They won't get them. The immigrants are after the American Dream (whatever the hell that is...). That's why they came to N.A. All the immigrants I know are first and foremost savers and investors.
They want to own real property, become landlords, shopowners, contractors. Paying 1/2 (or more) of what they earn into taxes ISN'T why they came here.
Oh really? A great number come here precisely because *you and I* pay more than half our earnings into taxes. Their own socialist nightmares back home can't support them, so they come to beg off the dole here.
Our hospitals, schools, jails and service "entitlements" are swamped and sometimes bankrupted by them.
Others come here to "reclaim" land that was "originally" theirs. The reasons are many... It's not all about "the Dream".
Others do come here for the right reasons, yes, but doing so against Law isn't honourable or right.
Ran; if they're 'illegals' how do they qualify for welfare? Don't they need a SIN# (or whatever you guys call it)?
Yeh, we've got the leeches here to, but they're by no means representative. In B.C. our agro-bus would collapse without the immigrant farm workers. Same for the hospitality industry and healthcare. I don't think they're a majority but our hospitals are maintained by immigrants and the PNs and RNs are largely Filipino.
Part of the problem is that the leeches are highly visable whereas the workers aren't (too busy working.)
There are now MILLIONS of faked SIN/SocSec numbers, Dan. Often state laws prevent taxpayer services from being denied to those who have no insurance or even records of address.
I'm a legal immigrant: earned my visa, citizenship and passport the square way, and by taking jobs at lowww wages to do it. Never once thought of skirting US law. All for immigrants and immigration, from all over. LEGAL, peaceful immigration, properly vetted and honourably accepted.
Anyway, Reynolds & co. are right: ANSWER is looking for ground troops.
Prof. Reynolds has a good point.
A.n.s.w.e.r. is attempting to turn all illegals into its constituency so that they can then use them to beat America over the head and to accuse her of every sin known to leftism.
Whenever discussion of illegals takes place what I find surprising is that few every talk up the economic angle of the whole issue.
DinV pointed out something very important concerning illegals and the agro-business; it would collapse were it not for the presence of this cheap labour.
That's true, we can see them working in the fields. However, what many people don't realise is that the other end of the agro-business, the processing end, would ALSO collapse were it not for the presence of illegals.
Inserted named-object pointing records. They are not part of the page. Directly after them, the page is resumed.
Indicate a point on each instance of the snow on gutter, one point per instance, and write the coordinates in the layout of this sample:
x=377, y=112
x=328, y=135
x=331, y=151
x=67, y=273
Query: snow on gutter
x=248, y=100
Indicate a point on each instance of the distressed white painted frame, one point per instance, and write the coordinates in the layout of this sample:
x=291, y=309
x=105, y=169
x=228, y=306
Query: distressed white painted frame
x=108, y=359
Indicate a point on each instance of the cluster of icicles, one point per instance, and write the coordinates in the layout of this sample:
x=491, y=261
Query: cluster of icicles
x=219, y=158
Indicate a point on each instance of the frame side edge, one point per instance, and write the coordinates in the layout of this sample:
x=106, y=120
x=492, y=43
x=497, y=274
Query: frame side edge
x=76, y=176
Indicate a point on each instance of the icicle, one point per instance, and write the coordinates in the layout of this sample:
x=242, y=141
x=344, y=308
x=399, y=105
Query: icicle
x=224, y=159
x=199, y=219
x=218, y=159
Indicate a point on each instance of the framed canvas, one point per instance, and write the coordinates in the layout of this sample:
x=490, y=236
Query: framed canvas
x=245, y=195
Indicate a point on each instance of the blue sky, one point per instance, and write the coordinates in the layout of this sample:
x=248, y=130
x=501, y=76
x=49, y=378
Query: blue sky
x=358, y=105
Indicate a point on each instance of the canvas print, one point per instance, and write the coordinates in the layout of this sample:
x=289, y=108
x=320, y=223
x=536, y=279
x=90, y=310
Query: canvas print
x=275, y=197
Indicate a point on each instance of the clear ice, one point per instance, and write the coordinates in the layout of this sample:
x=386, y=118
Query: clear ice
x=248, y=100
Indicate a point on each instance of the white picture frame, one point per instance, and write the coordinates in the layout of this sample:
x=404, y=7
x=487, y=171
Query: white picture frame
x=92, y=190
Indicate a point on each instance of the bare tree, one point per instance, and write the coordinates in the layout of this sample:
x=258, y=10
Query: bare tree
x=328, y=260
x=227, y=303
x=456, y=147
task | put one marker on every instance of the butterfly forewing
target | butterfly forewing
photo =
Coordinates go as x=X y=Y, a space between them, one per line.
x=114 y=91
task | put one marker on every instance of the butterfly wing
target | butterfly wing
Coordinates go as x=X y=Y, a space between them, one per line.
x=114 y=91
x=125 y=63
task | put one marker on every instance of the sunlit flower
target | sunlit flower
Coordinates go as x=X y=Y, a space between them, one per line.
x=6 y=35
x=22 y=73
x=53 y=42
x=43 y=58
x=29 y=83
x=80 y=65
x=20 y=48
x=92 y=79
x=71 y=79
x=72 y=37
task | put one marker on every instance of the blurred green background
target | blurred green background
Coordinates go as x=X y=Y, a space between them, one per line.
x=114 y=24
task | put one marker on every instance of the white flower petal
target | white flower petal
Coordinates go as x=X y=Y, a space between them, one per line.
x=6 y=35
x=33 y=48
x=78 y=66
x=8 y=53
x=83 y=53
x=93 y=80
I think the "welfare-leech" aspect is overplayed. Many, many illegals are highly motivated, not at all given to sitting on their butts collecting state benfits. In fact, their employment rates are probably higher than Canada's native born working poor.
Nonetheless, I'm against illegal immigrants, but I say that in full acknowledgment that many of them contibute to our prosperity and economic growth.
There is, however, a dangerous downside to this. Allowing employers access to abundant cheap labour removes most incentives to invent and develope automation and robotics.
Japan's national chauvinism, for example, precludes the massive importation of most foreign labour. This refusal to rely on cheap workers, coupled with the country's ageing population, has given an enormous boost to the robotics industry. They're comming up with some pretty surprising stuff, both practical and marketable! As one Japanese pundit put it; "the 2001s will be the last decade of humanity's pre-robotics history".